The Old Woman with the Knife Official Site
Director Min Kyu-dong's action thriller "The Old Woman with the Knife" (파과 | South Korea 2025 | in Korean | 125 min.) is a ferocious, enigmatic character study. It's adapted from Gu Byeong-mo's bestselling novel, the film centers on Hornclaw (Lee Hye-young), a contract killer in her sixties who has spent over four decades working for the Shinseong Agency—a shadowy organization that eliminates people deemed "pests" under the clinical term "disinfection." Known in the underworld as the "Godmother," Hornclaw is both feared and quietly pushed aside, as age becomes a liability in a profession built on invisibility and control.

Hornclaw's rigid, solitary life begins to shift after she's injured on the job and receives help from a kind-hearted veterinarian, Dr. Kang (Yeon Woo-jin). As this unwanted connection threatens her long-held detachment, another figure enters her orbit: a younger assassin known as Bullfight (Kim Sung-cheol), who approaches her not as a rival, but with an unsettling familiarity. As Hornclaw continues to carry out assignments for an agency that now questions her relevance, she finds herself caught in a quiet but tightening web of emotional disturbance, moral ambiguity, and long-buried history. Violence accumulates at the edges, but what drives the tension is something more internal—an erosion of distance between Hornclaw and everything she once kept at arm's length.

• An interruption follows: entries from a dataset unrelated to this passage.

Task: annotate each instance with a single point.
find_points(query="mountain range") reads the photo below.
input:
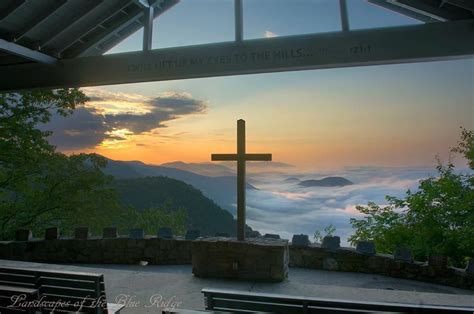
(221, 189)
(326, 182)
(203, 213)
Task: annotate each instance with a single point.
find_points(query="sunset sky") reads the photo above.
(396, 115)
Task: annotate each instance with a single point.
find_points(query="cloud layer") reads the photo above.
(116, 116)
(283, 207)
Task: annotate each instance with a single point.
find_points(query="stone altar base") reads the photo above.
(252, 259)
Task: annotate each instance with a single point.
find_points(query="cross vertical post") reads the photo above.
(241, 157)
(240, 180)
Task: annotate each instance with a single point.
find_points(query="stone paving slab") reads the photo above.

The Old Woman with the Knife Official Site
Lee Hye-young and Kim Sung-cheol in The Old Woman with the Knife (Courtesy of Well Go USA Entertainment)

Lee Hye-young delivers a performance of extraordinary control, inhabiting Hornclaw with deliberate movements and unreadable expressions. Her violence is quick, silent, and precise—a discipline born of survival. Bullfight, by contrast, fights with volatility and emotion, his aggression shaped by something unresolved. Director Min Kyu-dong contrasts these modes with care—ice against fire, efficiency against eruption. The action, though occasionally excessive, remains grounded in character.

The film touches on a deeper social reality: while men in their sixties are often seen as seasoned, women are quickly dismissed as "old." Hornclaw is never framed as fragile, but her anger at being quietly erased simmers beneath every exchange. The world no longer knows what to do with her, and underestimates her at its peril.

Yeon Woo-jin brings quiet warmth as Dr. Kang, whose act of care complicates Hornclaw's emotional distance. Kim Mu-yeol plays Ryu, the founder of the Shinseong Agency and Hornclaw's mentor, with the cold authority of someone who builds killers and discards them without sentiment.

"The Old Woman with the Knife" doesn't seek resolution or redemption. It observes what happens when usefulness expires—and what it means to persist anyway. Hornclaw is not softened by the film. She is sharpened, and left unexplained. The film doesn't translate her. It simply watches her remain—sharp, unreadable, and very much alive.

"The Old Woman with the Knife" opens in theaters on Friday, May 16, 2025.